Le président. Merci, Monsieur le député. Je redonne la parole à M. Bertrand Buchs pour trente-sept secondes.

M. Bertrand Buchs (PDC). Merci, Monsieur le président. Vous transmettrez à M. Sormanni qu'il ne s'agit pas de se payer de mots. Lorsqu'on a demandé au préposé, avant la covid, si l'Etat avait prévu un dispositif en vue d'une pandémie, sa réponse était non. Alors voilà ! Tout ça coûte de l'argent, donc la gestion des risques, c'est anticiper des dépenses inattendues, tout bêtement. Quant à l'explosion de la précarité, on ne l'avait pas vue venir non plus...

Le président. Merci...

M. Bertrand Buchs. ...même si le Conseil d'Etat avait publié un rapport sur la pauvreté. Que s'est-il passé, messieurs-dames ?

Le président. Il vous faut conclure.

M. Bertrand Buchs. Eh bien ce sont les organisations actives sur le terrain qui se sont mobilisées, c'est une fondation dont on taira le nom qui a fourni l'argent ! L'Etat a été incapable d'intervenir immédiatement...

Le président. Merci, Monsieur le député...

M. Bertrand Buchs. ...sur ce problème. Alors voilà ! Si on n'appelle pas ça une absence de gestion des risques...

Le président. C'est terminé !

M. Bertrand Buchs. ...je ne sais pas ce que c'est !

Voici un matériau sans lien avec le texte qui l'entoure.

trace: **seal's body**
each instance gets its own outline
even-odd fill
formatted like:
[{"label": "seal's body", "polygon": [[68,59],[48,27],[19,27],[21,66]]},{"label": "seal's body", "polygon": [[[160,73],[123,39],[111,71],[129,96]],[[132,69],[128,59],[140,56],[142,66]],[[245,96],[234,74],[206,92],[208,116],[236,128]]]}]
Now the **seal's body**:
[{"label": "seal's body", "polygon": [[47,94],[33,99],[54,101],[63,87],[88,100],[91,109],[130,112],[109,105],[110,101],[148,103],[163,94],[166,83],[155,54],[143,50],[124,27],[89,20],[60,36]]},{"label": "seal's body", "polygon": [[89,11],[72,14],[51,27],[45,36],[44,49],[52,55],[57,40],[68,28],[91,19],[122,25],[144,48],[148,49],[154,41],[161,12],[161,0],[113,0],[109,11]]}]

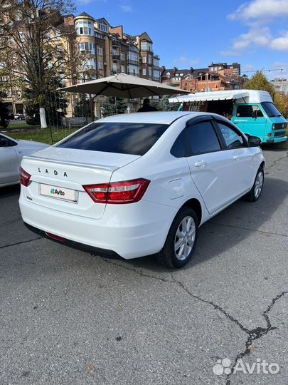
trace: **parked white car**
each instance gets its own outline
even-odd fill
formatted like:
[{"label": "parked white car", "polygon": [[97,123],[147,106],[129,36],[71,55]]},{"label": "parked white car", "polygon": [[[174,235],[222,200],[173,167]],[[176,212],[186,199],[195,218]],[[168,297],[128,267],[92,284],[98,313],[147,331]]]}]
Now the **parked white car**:
[{"label": "parked white car", "polygon": [[19,183],[23,156],[46,147],[48,145],[44,143],[12,139],[0,133],[0,188]]},{"label": "parked white car", "polygon": [[66,245],[180,267],[201,224],[243,195],[259,199],[260,144],[212,113],[100,119],[23,158],[22,217]]}]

M. Serge Dal Busco, président du Conseil d'Etat. Mesdames les députées, Messieurs les députés, j'ai écouté le débat avec beaucoup d'attention. Il est vrai que si la situation que nous connaissons depuis bientôt deux ans - enfin, une large année et demie - n'était pas survenue, nous ne discuterions probablement pas de ce sujet maintenant, même si le député Buchs, avec l'esprit visionnaire qu'on lui connaît, avait anticipé tout cela.

Vous recevez régulièrement les personnes qui s'occupent de la gestion des risques à l'Etat de Genève, vous connaissez la méthode, les outils, les approches que nous privilégions. La matrice met en exergue les risques majeurs, lesquels sont examinés avec grand soin, je vous prie de le croire, par le comité d'audit, qui est une délégation du Conseil d'Etat dirigée par le président ou la présidente. Nous étudions vraiment tous les facteurs de risques, en particulier systémiques, dans les processus de l'Etat.

Ce que vous proposez ici, c'est d'étendre le champ des menaces. Face à la pandémie, force est de constater que le degré de préparation - pas seulement à Genève, mais plus globalement à l'échelle du pays, même de la planète - n'était pas à la hauteur de ce que l'on aurait pu attendre, mais encore fallait-il pouvoir envisager ce genre de risques ! Le Conseil d'Etat va très certainement tirer des enseignements - il en a d'ailleurs déjà tiré - de ce contexte inédit sur le plan sanitaire et répondra comme il se doit à cette proposition de motion en vous faisant part des problématiques spécifiques liées à la gestion des risques au sein de l'Etat.

Cela étant, je m'inquiète tout de même en entendant les propos tenus ici par certaines et certains d'entre vous s'agissant de domaines qui relèvent de la politique, pas de la gestion des risques. Si l'action dans ce canton devait être menée uniquement à l'aune des risques encourus relevés dans une matrice, ce serait aux yeux du Conseil d'Etat une dérive pour le moins discutable.

Voilà ce que le Conseil d'Etat pouvait formuler comme commentaire à propos de cet objet que vous vous apprêtez à lui renvoyer. Nous prenons acte de la volonté du parlement et de la commission de contrôle de gestion, et nous apporterons la réponse que nous jugerons opportune et adéquate. Merci de votre attention.

Le président. Merci, Monsieur le président du Conseil d'Etat. Nous passons au vote.

Mise aux voix, la motion 2681 est adoptée et renvoyée au Conseil d'Etat par 47 oui contre 10 non et 28 abstentions.